U.S. stocks slip, bonds rally as banking stress deepens
BNN Bloomberg
European stocks fell and U.S. equity futures retreated as the emergency weekend sale of Credit Suisse Group AG to UBS Group failed to soothe market jitters over the health of the banking system.
The Stoxx Europe 600 index dropped 0.7 per cent, with a sub-index of banking stocks wiping out its remaining gains for the year. UBS shares fell as much as 16 per cent, while Credit Suisse sank 60 per cent. Contracts on the S&P 500 edged lower, with major lenders JPMorgan Chase & Co., Bank of America Corp., Wells Fargo & Co. and Citigroup Inc. all down in U.S. premarket trading. Nasdaq 100 futures steadied. A gauge of Asian shares fell by more than 1 per cent.
Policymakers are rushing to shore up confidence after the problems at Credit Suisse and the collapse of Silicon Valley Bank added to broader concerns over financial stability.
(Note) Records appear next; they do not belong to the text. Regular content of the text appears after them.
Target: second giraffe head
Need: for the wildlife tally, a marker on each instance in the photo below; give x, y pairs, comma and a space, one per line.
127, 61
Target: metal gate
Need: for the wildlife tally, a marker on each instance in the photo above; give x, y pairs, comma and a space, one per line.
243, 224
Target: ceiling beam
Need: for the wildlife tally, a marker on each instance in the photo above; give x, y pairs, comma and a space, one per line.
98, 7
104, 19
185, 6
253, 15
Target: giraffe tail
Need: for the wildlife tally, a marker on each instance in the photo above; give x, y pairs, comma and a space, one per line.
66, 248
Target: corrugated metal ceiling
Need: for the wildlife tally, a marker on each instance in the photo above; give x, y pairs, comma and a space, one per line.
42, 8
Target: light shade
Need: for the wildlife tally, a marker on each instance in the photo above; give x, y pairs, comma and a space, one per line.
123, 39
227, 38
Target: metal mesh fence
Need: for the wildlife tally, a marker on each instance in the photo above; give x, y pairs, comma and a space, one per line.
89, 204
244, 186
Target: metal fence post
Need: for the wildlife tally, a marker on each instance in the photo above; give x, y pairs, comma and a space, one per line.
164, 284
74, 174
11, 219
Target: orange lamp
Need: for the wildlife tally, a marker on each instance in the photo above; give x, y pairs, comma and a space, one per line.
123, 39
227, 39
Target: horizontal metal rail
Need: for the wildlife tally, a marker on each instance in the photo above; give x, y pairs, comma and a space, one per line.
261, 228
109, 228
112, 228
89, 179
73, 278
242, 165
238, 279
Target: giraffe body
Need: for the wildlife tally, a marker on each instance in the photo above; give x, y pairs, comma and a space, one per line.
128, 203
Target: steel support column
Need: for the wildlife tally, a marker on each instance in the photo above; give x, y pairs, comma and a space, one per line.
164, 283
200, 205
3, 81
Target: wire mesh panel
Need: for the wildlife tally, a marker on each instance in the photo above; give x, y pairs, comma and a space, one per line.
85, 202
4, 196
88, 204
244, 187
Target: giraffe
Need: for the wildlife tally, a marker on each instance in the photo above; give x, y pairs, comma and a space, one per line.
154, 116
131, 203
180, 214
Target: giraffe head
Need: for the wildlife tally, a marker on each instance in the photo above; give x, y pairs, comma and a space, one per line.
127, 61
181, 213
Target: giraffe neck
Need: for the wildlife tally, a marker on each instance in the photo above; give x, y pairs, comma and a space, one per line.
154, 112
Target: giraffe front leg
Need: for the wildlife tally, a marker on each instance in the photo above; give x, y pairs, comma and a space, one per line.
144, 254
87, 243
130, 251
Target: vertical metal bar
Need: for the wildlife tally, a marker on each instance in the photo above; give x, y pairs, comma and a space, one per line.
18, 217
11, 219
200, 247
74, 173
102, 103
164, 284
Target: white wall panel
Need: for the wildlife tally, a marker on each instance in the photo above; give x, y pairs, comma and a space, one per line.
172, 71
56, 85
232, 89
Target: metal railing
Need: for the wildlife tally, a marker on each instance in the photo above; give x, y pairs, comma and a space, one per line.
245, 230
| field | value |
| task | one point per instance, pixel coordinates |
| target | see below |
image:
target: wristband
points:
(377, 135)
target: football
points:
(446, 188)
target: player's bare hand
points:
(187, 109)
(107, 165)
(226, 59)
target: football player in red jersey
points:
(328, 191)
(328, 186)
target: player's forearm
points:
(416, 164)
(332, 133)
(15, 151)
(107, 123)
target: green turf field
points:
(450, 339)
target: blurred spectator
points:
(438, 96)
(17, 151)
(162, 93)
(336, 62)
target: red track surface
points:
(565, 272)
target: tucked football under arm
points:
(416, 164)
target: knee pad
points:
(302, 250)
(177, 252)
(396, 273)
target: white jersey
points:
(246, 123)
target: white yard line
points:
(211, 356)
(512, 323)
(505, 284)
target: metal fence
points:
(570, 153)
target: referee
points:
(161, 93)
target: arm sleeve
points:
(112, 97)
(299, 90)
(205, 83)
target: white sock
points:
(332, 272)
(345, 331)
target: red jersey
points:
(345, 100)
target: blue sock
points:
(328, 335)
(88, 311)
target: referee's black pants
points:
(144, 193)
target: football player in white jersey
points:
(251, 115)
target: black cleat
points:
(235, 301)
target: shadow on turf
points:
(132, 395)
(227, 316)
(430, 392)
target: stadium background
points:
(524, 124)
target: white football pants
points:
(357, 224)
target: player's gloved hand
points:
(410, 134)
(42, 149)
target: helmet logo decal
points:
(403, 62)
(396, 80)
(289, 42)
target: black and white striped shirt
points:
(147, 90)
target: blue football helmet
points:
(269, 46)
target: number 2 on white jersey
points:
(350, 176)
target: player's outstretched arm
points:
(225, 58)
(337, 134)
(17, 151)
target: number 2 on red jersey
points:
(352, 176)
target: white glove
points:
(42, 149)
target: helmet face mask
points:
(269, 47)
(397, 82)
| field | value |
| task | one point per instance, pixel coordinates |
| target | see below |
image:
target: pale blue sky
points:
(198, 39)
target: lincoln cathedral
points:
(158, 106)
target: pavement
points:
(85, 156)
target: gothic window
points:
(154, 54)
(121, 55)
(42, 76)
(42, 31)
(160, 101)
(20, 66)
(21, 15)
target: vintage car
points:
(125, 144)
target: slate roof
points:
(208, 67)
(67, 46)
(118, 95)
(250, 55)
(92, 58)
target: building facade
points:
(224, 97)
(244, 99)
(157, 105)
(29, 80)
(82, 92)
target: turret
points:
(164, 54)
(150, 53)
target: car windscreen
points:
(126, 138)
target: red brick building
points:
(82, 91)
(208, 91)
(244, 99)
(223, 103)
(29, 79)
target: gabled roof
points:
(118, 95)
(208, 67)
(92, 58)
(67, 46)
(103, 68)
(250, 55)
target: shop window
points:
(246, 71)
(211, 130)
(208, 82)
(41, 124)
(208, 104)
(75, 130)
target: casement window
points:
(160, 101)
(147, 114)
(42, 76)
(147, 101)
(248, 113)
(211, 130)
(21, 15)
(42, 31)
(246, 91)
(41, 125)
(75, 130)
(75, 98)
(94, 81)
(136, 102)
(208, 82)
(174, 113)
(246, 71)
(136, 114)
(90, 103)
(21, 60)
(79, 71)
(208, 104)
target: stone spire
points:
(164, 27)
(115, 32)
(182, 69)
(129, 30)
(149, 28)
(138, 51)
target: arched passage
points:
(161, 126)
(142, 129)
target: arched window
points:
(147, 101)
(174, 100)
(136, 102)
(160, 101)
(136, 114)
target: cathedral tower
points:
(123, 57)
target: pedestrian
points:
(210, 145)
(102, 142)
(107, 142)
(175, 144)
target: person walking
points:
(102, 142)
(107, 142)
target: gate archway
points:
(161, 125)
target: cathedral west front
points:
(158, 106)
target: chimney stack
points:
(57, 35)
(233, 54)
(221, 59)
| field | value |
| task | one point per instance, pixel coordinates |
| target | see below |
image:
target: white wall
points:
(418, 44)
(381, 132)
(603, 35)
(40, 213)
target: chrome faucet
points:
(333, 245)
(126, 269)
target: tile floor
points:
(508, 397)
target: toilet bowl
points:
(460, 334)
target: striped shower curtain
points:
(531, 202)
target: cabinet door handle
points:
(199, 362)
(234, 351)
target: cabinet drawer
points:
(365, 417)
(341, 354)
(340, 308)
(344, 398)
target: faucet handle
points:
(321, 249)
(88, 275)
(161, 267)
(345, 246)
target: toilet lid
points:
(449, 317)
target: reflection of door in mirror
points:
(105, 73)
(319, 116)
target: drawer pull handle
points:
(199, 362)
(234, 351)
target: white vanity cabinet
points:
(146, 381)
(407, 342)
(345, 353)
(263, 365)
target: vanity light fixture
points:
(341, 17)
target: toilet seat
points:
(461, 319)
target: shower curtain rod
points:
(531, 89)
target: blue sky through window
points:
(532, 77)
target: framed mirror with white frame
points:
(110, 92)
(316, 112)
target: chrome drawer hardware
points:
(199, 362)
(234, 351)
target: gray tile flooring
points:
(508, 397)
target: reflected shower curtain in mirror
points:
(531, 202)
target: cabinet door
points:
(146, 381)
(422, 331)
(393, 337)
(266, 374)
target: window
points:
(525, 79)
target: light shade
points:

The Federal Reserve and five other central banks announced coordinated action to boost liquidity in U.S. dollar swap arrangements to ease strains in the global financial system. Traders are also assessing what impact recent events will have on the path of Fed policy tightening in the runup to its next rates decision due Wednesday.
“Markets are anxious about which bank is next to fall under trouble, as the whole system is based on confidence and events can escalate quickly, as we have seen with recent cases,” said Janet Mui, head of market analysis at RBC Brewin Dolphin. “There will be many questions and doubts on how UBS will integrate Credit Suisse given the size of the combined business.”